Improving executive functioning skills can lead to positive life-changes for people living in poverty
Findings & Stats
Higher Graduation Rates
Low-income single mothers living in public housing and participating in CWU's deepest engagement programs for an average of three years graduate from community college at twice the rate and in half the time of the average community college students where they attend.
The rate of participants with jobs paying family-sustaining wages (averaging $45,000 to 50,000 annually) increased from 0 to 30%.
Increased Personal Savings
Participants' personal savings increased, on average, from $0 to $1,528 per person.

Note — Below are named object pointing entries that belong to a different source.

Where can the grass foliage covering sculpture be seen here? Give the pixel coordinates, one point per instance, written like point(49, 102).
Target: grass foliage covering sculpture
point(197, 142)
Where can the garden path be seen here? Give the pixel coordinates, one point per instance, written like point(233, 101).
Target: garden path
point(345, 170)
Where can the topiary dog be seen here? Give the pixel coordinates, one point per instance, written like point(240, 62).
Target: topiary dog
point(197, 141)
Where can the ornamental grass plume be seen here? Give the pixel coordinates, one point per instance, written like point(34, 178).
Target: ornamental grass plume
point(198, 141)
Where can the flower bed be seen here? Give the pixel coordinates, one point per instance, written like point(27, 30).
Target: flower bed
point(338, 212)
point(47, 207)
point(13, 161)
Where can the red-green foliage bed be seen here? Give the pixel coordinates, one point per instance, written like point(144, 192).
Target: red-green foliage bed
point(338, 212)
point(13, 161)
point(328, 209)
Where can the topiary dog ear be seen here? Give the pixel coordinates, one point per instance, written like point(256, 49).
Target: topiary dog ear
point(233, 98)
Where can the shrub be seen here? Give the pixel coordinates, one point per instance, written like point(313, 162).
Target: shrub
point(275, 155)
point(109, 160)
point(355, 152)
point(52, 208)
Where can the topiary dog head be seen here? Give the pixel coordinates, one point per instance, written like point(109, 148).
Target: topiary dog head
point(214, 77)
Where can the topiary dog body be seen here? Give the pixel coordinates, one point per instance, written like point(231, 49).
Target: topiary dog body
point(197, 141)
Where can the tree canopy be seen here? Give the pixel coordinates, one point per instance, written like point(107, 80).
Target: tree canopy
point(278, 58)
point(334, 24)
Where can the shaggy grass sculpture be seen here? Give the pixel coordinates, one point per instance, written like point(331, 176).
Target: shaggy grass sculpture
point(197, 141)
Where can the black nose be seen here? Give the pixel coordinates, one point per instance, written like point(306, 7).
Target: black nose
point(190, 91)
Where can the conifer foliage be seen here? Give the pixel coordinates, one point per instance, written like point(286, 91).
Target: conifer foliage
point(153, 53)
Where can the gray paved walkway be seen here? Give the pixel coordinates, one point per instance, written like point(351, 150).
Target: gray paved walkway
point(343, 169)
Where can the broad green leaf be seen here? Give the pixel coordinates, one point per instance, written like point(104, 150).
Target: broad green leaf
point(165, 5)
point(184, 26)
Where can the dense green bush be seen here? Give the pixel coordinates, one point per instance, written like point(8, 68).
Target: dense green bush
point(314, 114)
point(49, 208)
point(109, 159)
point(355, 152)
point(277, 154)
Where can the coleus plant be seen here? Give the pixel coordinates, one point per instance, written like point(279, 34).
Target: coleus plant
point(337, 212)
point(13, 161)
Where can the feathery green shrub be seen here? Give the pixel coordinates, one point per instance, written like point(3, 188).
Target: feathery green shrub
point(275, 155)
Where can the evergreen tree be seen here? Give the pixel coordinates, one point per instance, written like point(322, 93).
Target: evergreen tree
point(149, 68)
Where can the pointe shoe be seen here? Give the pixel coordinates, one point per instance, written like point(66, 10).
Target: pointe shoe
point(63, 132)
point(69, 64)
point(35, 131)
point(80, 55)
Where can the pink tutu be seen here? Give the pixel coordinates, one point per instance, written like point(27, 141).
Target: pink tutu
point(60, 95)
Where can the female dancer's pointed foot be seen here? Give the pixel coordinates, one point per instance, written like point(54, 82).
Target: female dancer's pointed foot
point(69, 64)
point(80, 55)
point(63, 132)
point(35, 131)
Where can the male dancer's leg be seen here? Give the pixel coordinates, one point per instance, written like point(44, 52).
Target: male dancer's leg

Among low-income homeless families living in transitional shelters and engaged in CWU’s lightest touch program services: the rates of engagement in work or school increased from 45 to 80% of participants.
Beginning to Save
More than 40% of participating low-income homeless families had personal savings of at least $150. Just one year before, 0% of families had hit this benchmark.
Statements & Quotations
Although some areas of the brain have age-related windows of opportunity, called critical periods, during which new neural networks can be built, but after which development becomes more difficult if not impossible, the prefrontal cortex remains responsive well into adulthood. Its plasticity enables it to continue, even in adulthood, to grow and strengthen new neural pathways that can support EF skills.
Although still early in its deployment, Mobility Mentoring® is producing impressive client outcomes. Formerly extremely low-income, marginally-educated families have moved out of subsidized housing into their own homes, attained college degrees and family –sustaining careers, saved thousands of dollars, and increased their measurements of well-being.